Wearing the number 91, Tarasenko has done incredible things with the Blues. He’s played 507 games, scoring precisely 214 goals and 214 points. He scored 40 goals in the 2015-16 season and surpassed 30 each of five consecutive seasons, a streak only broken by a season-ending injury in the 2019-20 season. He even graced the cover of EA Sports’ NL 17. He is fifth in goals and 10th in points in franchise history, and at just 28, he has plenty of time to continue climbing the list.
#99: Wayne Gretzky (1996)
Wayne Gretzky’s resume needs no introduction. “The Great One” was one of just three players to ever wear his number 99, joining the Winnipeg Jets’ Rick Dudley and the Maple Leafs’ Wilf Paiement. But it was Gretzky for whom the league would eventually retire 99 forever. Before that, he played a brief stint with the Blues after being traded from the Kings in the 1995-96 season.

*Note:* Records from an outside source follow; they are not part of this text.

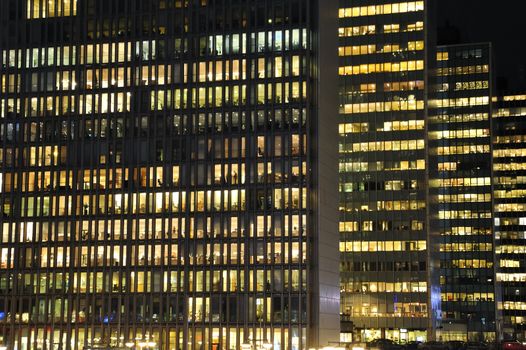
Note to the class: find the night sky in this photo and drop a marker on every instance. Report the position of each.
(501, 22)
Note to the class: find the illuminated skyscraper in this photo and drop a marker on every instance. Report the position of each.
(165, 178)
(509, 164)
(460, 171)
(385, 49)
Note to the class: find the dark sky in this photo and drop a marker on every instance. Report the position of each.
(501, 22)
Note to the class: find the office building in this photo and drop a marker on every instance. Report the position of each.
(387, 288)
(460, 190)
(168, 170)
(509, 164)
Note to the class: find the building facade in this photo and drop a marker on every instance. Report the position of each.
(164, 179)
(386, 271)
(509, 164)
(460, 188)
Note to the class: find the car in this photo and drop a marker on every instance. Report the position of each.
(456, 345)
(432, 345)
(511, 345)
(384, 344)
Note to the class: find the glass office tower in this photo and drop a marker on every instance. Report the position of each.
(386, 267)
(164, 179)
(461, 190)
(509, 164)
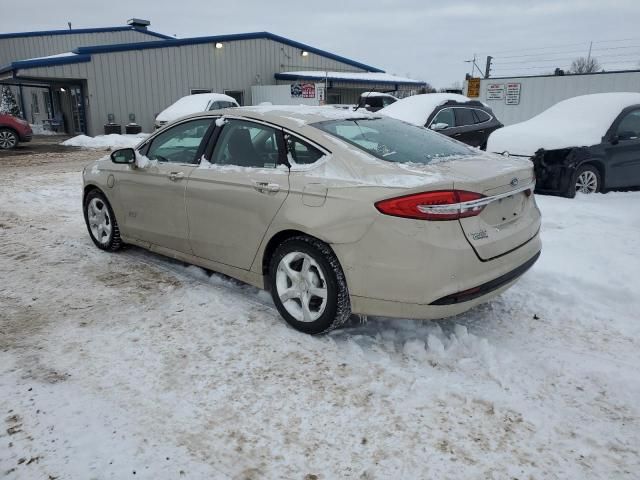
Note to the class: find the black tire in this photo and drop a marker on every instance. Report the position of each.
(338, 306)
(8, 139)
(592, 172)
(111, 242)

Gretzky took the captaincy during his time with the team, and scored 21 points in 18 games. Unfortunately, he is best-remembered by Blues fans for surrendering the puck to Steve Yzerman on what would turn out to be his final play with St. Louis. Uncomfortable with head coach Mike Keenan, Gretzky left for greener pastures in New York. But he will forever be the only Blue to wear 99, and they will be one of the few teams to have had anyone wear that number.
Who Comes Next?
The Blues still have 19 numbers never worn by a single player in their franchise. There’s no telling who will grab one of those digits and be the next to join this list that includes those who played just a few games in St. Louis and some true franchise greats like Tarasenko. But when they do, they’ll doubtlessly be welcomed with open arm by Blues fans. Regardless of the number on their back, as long as it’s a Blue Note on their chest, they’re a fan favorite in St. Louis.